Freeman was about 13 hours into a 14-hour flight to Istanbul when she started feeling cramps. She thought it was the salmon she had for dinner on board the jetliner.
But the cramping only worsened and by the time she got to customs, "I'm literally gripping the railing trying to make it through the line. At this point, I feel like I'm about to pass out," she tweeted. "I'm sweating. I feel like I have to vomit. I'm going through it. Then I'm like wait a minute b---- are you in labor?"
She decided to go straight to her hotel. She was supposed to overnight there before heading on to Germany. By this point, she could barely stand because of the pain.
That was when she began typing into her phone.
She filled the tub with warm water, grabbed a towel to bite down on and another to wrap around the baby.
"Luckily, it happened pretty quickly. I only had to push about 5-6x before a baby popped out.
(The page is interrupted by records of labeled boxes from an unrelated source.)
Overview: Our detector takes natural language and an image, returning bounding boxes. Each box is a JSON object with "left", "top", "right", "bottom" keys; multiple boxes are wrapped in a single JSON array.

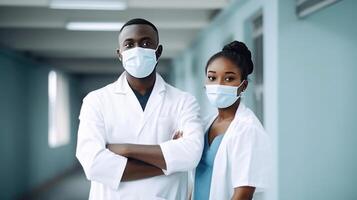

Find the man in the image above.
[{"left": 76, "top": 19, "right": 203, "bottom": 200}]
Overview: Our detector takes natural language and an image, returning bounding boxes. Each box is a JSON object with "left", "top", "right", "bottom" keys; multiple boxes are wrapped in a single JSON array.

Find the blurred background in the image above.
[{"left": 0, "top": 0, "right": 357, "bottom": 200}]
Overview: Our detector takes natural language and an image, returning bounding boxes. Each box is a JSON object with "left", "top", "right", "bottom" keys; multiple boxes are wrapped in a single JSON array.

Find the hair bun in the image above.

Lol now let me tell you babies are buoyant. That little joker said bloop and floated right on up to the top of the water," she wrote.
She tied off the umbilical cord with her shoe laces.
The next day, she took the baby to the airport, where Turkish airport employees told her she had to wait two weeks before she could bring the baby on a plane. She also needed a birth certificate. And baby clothes.
Turkish Airline workers helped her get a tiny outfit, gave her vouchers for food, paid for her hotel stay and even helped her learn the intricacies of breastfeeding, she said.
She named him Xavier. He was born on March 7. Mother and baby are doing fine and are now home with her family in Tennessee.